Asian Chicken Pastel


INGREDIENTS
2½ tbsps minced garlic
1¼ tbsps chopped ginger
¼ cup cooking oil
1½ cups onions, diced
1 tbsp Datu Puti or Nelicom Fish Sauce
3 tbsps Datu Puti or UFC Soy Sauce
1 pc whole chicken, cut into pieces
6 pcs dried shitake mushrooms
¼ cup hot water
½ cup Jufran or UFC Sweet Chili Sauce
1 pc chicken cube
8 pcs young corn
½ cup fresh green peas
Salt and pepper

PROCEDURE
  1. Saute garlic and ginger in oil. Add sliced onions.
  2. When onions begin to turn translucent, stir in fish sauce and soy sauce. Add chicken pieces. Cook until mean is lightly browned.
  3. Refresh shitake mushrooms in hot water. Remove from water and slice into quarters. Add to the chicken.

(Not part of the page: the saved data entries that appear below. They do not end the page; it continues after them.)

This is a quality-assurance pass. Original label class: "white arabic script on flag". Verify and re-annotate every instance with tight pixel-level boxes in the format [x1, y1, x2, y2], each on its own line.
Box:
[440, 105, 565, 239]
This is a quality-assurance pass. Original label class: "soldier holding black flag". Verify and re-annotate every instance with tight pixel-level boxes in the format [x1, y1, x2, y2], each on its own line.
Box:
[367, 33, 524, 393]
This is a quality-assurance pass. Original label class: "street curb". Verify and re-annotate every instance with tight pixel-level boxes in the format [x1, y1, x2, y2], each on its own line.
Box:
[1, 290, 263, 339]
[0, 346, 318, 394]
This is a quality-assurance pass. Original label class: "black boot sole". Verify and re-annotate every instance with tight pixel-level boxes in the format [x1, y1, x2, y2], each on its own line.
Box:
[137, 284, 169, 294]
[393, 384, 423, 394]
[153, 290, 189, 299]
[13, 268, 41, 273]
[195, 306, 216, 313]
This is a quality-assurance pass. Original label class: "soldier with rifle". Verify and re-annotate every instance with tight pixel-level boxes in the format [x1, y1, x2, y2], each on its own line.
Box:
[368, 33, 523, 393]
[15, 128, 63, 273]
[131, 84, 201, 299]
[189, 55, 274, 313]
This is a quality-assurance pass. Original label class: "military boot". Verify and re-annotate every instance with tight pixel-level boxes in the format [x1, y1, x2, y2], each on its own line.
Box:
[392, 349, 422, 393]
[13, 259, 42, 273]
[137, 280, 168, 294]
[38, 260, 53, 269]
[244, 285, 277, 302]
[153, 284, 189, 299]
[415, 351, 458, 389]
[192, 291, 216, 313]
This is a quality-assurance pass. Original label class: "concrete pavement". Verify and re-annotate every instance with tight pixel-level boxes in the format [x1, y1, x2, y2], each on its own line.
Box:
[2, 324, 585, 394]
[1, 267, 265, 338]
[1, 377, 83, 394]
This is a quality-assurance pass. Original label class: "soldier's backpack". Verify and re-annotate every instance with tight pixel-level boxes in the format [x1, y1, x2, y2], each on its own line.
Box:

  4. Pour in the hot water from the mushrooms. Stir in sweet chili sauce and bring to a boil. Simmer over a medium fire for about 5 minutes.
  5. Crush chicken cube and mix into the dish until dissolved. Add young corn and green peas.
  6. Simmer for another 20 minutes. Season with salt and pepper.